I guess I missed one. The Time Bases are established inside the camera and USB microphone. You’re stuck.

That’s why the grownups spend the bux to get good timebases. You can start a movie camera and a sound recorder and come back in an hour and they’re still in nearly perfect lock step. You can lock them, too, but that’s harder when you’re in the back of a truck shooting a western at full gallop.

“Where’s the sound guy?”

“Ummmm. He was in a Jeep behind us…”


From your experience: is it due to the USB? I am thinking of getting an XLR mic and recorder for the next project. It is expensive :frowning: Will it work better than USB mics?

I am trying to complete a pro project using amateur equipment :frowning:


Thx. It is Rode-NT USB mic

Thx, but I mean how are you using it?

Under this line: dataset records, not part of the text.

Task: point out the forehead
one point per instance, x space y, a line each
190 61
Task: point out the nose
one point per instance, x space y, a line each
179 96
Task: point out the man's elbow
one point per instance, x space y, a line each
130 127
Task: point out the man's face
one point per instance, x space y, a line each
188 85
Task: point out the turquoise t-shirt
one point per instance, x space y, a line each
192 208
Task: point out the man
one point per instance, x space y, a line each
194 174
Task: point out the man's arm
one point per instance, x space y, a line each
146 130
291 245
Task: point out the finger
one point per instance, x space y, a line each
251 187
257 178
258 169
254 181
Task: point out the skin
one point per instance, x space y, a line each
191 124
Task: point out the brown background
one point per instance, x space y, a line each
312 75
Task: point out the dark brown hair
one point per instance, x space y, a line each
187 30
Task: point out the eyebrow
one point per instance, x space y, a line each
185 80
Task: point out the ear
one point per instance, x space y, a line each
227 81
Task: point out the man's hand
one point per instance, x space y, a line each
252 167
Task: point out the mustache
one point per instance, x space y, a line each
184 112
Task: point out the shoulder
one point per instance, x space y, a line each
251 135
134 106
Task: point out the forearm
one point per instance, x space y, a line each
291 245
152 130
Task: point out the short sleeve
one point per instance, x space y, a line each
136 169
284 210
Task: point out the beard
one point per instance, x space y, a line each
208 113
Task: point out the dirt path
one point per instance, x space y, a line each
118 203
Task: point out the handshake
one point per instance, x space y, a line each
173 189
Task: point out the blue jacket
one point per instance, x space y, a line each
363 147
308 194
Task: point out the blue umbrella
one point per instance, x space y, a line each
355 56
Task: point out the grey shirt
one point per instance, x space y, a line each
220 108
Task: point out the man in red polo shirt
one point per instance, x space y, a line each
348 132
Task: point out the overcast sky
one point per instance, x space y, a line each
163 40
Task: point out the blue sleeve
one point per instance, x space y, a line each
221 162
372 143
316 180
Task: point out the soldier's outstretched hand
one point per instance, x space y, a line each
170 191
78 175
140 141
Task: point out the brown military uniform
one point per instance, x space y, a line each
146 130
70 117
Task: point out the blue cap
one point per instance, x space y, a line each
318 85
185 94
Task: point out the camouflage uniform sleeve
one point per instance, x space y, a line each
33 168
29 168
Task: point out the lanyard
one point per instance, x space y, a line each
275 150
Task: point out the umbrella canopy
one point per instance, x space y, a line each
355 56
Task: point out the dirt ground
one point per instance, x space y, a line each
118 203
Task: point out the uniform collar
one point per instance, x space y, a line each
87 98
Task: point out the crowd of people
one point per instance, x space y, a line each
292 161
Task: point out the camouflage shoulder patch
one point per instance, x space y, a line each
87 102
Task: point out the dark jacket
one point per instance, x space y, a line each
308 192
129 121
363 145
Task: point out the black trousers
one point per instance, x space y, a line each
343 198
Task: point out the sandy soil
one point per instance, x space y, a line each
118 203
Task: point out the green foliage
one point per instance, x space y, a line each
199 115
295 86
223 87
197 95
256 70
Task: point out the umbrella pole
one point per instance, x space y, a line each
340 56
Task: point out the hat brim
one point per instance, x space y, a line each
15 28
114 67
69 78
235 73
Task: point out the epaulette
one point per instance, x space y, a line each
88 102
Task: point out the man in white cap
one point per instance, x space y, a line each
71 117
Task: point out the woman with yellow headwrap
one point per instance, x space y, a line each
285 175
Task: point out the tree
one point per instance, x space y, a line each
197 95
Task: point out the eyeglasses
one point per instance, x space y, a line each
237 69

Are you on camera and the microphone is suspended over your head (18" up and 18" forward).


No, the camera is 1 meter from me, I am at the desk with the mic 20cm from my face

I am trying to complete a pro project using amateur equipment

Certainly nobody else is doing that. You only get your picture in the magazines when you get it to work, like that movie shoot they did all on iPhones. It helps that a world-famous director did it.

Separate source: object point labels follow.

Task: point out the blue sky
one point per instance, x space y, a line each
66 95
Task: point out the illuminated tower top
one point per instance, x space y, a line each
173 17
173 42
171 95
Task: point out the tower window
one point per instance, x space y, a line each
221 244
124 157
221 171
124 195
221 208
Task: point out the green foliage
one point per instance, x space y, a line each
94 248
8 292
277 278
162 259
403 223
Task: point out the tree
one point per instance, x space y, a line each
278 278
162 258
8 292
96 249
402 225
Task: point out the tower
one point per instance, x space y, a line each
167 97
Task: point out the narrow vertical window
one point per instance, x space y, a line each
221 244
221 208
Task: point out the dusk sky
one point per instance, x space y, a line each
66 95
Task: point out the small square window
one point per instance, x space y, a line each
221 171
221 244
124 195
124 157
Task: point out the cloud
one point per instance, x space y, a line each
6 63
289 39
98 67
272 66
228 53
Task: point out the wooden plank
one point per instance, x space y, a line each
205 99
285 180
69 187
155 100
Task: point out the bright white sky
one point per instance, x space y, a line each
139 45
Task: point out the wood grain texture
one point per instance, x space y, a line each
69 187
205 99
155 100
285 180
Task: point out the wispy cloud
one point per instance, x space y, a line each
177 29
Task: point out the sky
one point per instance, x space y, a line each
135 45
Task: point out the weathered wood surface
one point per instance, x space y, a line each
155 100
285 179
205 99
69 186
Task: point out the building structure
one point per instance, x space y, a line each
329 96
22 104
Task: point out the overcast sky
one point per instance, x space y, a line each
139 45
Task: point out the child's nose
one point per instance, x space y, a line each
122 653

Now you want me to pull the magic out of my hat. The big kids still use slates for exactly this problem. Given they may not always use end slates.

I’m not sure there is any way to know who’s off, the camera or the microphone. They could both be off.

Personally, if you got the sound perfect in every way (I can’t stress enough how important that is), I would continue to shoot this way and build the correction into your production pathway. I think you can create a Chain to do this. That’s Audacity for “Batch.”

“Correct all those sound files. Call me when you’re finished. I’m going to Starbucks”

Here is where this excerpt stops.